WildEarth Guardians

A Force for Nature

Select Page

Current work in wildlife, rivers, public lands, and climate

Press Releases

Downstream communities push for rejection of water export proposal in San Luis Valley

April 12, 2022
Tricia Snyder, WildEarth Guardians, 505-396-1752, tsnyder@wildearthguardians.org
In This Release
#LivingRio, #PressStatement, #RioGrande
ALBUQUERQUE, N.M.–Over a dozen groups within the Rio Grande Basin sent a letter today to the Douglas County Commission, urging them to reject a proposed water export project. The project, proposed by Renewable Water Resources, hopes to build a pipeline to export pumped groundwater from the San Luis Valley to the Colorado Front Range. Currently Douglas County is the only proposed purchaser of the water.

While there has been an outpouring of opposition to the project, both within the San Luis Valley and more broadly across Colorado, the groups hope to call attention to the potential cascading effects of the project for the entire Rio Grande Basin. The Rio Grande runs nearly 1,900 miles through three states and two countries and the Basin, which includes the San Luis Valley, sustains municipal and irrigation water use for over six million people and two million acres of land, as well as habitat for countless native and imperiled species.
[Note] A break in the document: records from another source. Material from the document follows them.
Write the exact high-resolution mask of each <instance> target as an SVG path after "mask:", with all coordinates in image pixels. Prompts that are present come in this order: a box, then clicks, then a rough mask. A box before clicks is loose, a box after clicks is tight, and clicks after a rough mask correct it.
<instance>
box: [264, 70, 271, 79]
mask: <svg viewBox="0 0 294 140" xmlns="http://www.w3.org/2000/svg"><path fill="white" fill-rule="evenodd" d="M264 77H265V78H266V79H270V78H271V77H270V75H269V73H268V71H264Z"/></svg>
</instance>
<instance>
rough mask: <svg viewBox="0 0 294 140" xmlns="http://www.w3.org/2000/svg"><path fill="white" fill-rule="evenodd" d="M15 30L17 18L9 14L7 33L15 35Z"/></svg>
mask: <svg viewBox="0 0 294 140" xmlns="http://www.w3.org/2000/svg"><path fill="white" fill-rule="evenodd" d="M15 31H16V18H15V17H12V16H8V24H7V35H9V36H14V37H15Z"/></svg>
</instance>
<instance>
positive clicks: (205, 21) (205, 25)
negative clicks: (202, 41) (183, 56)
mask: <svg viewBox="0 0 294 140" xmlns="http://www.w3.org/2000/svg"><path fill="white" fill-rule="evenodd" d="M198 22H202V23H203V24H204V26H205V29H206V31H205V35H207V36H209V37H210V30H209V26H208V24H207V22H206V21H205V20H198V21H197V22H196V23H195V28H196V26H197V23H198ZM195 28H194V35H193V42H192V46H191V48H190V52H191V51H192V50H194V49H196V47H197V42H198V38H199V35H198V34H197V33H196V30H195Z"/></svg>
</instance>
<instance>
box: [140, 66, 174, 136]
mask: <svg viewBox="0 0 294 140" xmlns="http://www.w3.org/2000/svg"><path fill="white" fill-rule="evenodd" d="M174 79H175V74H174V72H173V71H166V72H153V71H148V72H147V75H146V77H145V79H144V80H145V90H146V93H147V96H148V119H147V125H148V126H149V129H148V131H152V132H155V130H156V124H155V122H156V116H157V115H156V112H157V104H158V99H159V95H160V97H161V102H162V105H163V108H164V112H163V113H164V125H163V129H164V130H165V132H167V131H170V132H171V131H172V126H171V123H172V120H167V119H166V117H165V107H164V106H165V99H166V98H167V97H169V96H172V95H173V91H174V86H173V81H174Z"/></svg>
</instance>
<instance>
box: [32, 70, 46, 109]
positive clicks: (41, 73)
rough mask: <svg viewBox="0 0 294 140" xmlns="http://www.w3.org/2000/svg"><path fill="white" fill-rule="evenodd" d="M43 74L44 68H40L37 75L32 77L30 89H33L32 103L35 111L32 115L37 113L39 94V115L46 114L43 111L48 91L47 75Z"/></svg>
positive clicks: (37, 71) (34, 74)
The amount of water that must flow from the headwaters of the Rio Grande in Colorado, to New Mexico, Texas, and Mexico is defined by two agreements: the Rio Grande Compact and the 1944 treaty between Mexico and the US. The groups warned that the expected impacts of climate change are already causing challenges throughout the Basin and highlighted that Colorado retaining more water than allotted under the agreements, a situation that occurred in the twentieth century, would be “catastrophic for water users across all three states and Mexico.”

The project is not the first proposed water export project in the San Luis Valley, with a number of attempts to transport water out of the San Luis Valley failing to come to fruition since the 1980s. The groups pointed to similar proposals that have been shut down by Colorado Courts, which cited the adverse effects such proposals would have on the aquifer and surface water. The groups also noted that both surface and groundwater in the Valley have been designated as over appropriated, meaning that more water is promised than actually exists in the system.

Noting the ongoing voluntary efforts within the Valley to ensure groundwater levels are maintained, the groups identified that accepting Renewable Water Resources’ proposal would “undo years of community-driven efforts to find solutions.”

“The Douglas County Commission has the opportunity to do the right thing here,” said Tricia Snyder, Rio Grande Campaigner for WildEarth Guardians, “Downstream communities don’t want this project to move forward any more than the communities in the San Luis Valley and it’s contrary to the kind of holistic thinking about river systems required to deal with the impacts of climate change.”

“This type of water transfer works counter to local water conservation efforts along the Rio Grande and will impact both farmers and the river itself,” said Paul Tashjian of Audubon Southwest.

“Our nation’s national wildlife refuges are treasures providing habitat for native species throughout the country,” said Lane Kleckman, Advocacy Committee Chair for the Friends of Bosque del Apache National Wildlife Refuge, “The Rio Grande watershed is already profoundly overtaxed and the potential effects to this project on the Baca National Wildlife Refuge are unacceptable.”

The letter was signed by a total of 15 groups.